Spotify, the streaming music company that went public earlier this year, published the quarterly results today, and while it continues…
Spotify, the streaming music company that went public earlier this year, published the quarterly results today, and while it continues to grow at a modest pace, it seems only to meet analysts’ expectations regarding the finances and therefore continue to fight on the public markets.
The company announced that it generated 1,352 billion euros in revenue for the quarter ending in September. It was just before analysts average estimates of $ 1.51 billion, or 1.33 billion euros.
Spotify’s revenue increased by 31
percent a year ago; Operating profit now stands at EUR 6 million, an improvement of 92 percent a year ago. and its margin now stands at 25 percent, “surpassing” its expectations. Spotify’s monthly active users now at 191 million – an increase of 28 percent compared to last year – it will be interesting to see if investors will remain patient in the coming months, as Spotify tries to tip the waves to its advantage.

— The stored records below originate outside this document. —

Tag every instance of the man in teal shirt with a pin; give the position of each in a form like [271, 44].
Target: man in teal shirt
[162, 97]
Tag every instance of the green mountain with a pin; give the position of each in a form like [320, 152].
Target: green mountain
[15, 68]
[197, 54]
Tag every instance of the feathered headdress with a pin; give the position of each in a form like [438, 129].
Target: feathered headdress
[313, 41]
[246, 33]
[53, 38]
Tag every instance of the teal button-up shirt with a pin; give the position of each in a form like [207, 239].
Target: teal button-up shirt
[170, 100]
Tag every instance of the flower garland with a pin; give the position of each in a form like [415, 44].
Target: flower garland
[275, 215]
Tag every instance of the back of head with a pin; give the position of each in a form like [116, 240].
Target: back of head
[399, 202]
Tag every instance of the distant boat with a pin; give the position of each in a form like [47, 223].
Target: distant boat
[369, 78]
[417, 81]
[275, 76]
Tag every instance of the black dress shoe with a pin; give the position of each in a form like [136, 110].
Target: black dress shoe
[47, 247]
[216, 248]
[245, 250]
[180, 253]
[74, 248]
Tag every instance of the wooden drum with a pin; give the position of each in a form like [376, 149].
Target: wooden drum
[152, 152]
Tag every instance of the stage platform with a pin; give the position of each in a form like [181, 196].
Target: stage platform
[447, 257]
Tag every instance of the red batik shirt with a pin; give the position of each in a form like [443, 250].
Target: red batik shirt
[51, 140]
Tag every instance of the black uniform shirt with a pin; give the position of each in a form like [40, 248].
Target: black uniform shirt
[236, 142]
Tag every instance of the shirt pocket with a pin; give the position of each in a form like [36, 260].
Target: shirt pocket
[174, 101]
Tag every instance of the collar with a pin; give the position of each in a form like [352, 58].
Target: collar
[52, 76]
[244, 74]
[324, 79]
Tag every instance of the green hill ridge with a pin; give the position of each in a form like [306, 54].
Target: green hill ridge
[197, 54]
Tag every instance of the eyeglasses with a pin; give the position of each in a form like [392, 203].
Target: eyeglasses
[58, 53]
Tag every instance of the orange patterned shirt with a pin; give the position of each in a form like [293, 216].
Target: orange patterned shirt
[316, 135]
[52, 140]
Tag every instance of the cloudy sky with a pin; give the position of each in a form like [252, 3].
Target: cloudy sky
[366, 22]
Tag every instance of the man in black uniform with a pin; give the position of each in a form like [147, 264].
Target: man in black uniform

The company’s stock has been hammered recently, with prolonged skepticism on the market as Spotify will be able to maintain its growth and tip into black in the long run.

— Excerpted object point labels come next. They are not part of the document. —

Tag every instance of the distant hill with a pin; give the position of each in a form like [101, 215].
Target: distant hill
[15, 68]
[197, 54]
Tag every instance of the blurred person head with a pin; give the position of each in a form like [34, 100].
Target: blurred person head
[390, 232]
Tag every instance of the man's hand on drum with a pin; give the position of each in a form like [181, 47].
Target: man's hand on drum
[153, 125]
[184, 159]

It does not seem like today’s news has done much to change it. At the beginning of this week, the stock price fell to at 139 USD / share. At present, it’s $ 134 / share, down 10 percent, and it’s been as low as $ 134.54 / share in trading today – a sign that even with the profits reported today investors are not especially impressed. (Market headline for yesterday’s end was $ 26.9 billion.)
One reason for skepticism, despite expectations, may be that Spotify has already warned that there will actually be some things to it the margin in the quarters a head. This week, the company announced a partnership with Google where it will offer Google Home Mini talking for people taking their family plan as a holiday season.

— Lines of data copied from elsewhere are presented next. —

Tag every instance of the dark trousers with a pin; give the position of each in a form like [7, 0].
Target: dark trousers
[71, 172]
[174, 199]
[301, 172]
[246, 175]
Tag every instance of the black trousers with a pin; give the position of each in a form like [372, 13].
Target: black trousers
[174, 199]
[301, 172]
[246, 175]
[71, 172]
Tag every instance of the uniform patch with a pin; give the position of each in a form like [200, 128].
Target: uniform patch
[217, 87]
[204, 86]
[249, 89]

“We expect this partnership to have a negative impact of about 50 points on our Gross margin profile for Q4,” noted the company.
The United States continues to be the largest part of Spotify’s user base, although the company said Latin America and the rest of the world are growing fastest (as is often the case with newer consumer market markets).
In its user base, paying subscribers now reached 87 million, which is better than Apple Musics 50 million (as reported last summer). That figure is 40 percent and Spotify said it was run by the company’s family and student plans. The company is now working with other streamlining providers like Hulu and Showtime to provide entertainment bundles, with a Student Level introduced in the quarter to $ 4.99, which has helped the company lock in more users less likely to churn.
However, the company continues to rely heavily on the “free” part of its freemium model for growth: it now has 109 million ad-supported MAUs, an increase of 20 percent. The company has expanded the types of advertising that it serves to these users, so even if it does not make them earn subscriptions, it will get their pound meat in other ways. Its programmatic ad platform, Ad Studio, is currently available only in the United States, Great Britain, Canada and Australia, so there is still plenty of room for growth both in these markets and in others.
It will also mean that it needs to get its house in order. Specifically, Spotify has met – like many others who make easy and quick registrations for access to services – a longer term to avoid bots and other fake users on the platform to reach a more accurate audience. Spotify does not say how many users it is identified through this process but says it still has that work.
The free users and the ad model that support them are in any case a relatively untapped part of Spotify’s business: The company said premium revenues amounted to EUR 1,210 million in the third quarter, an increase of 31 percent a year ago. This means that ads only cost about 140 million euros at the moment.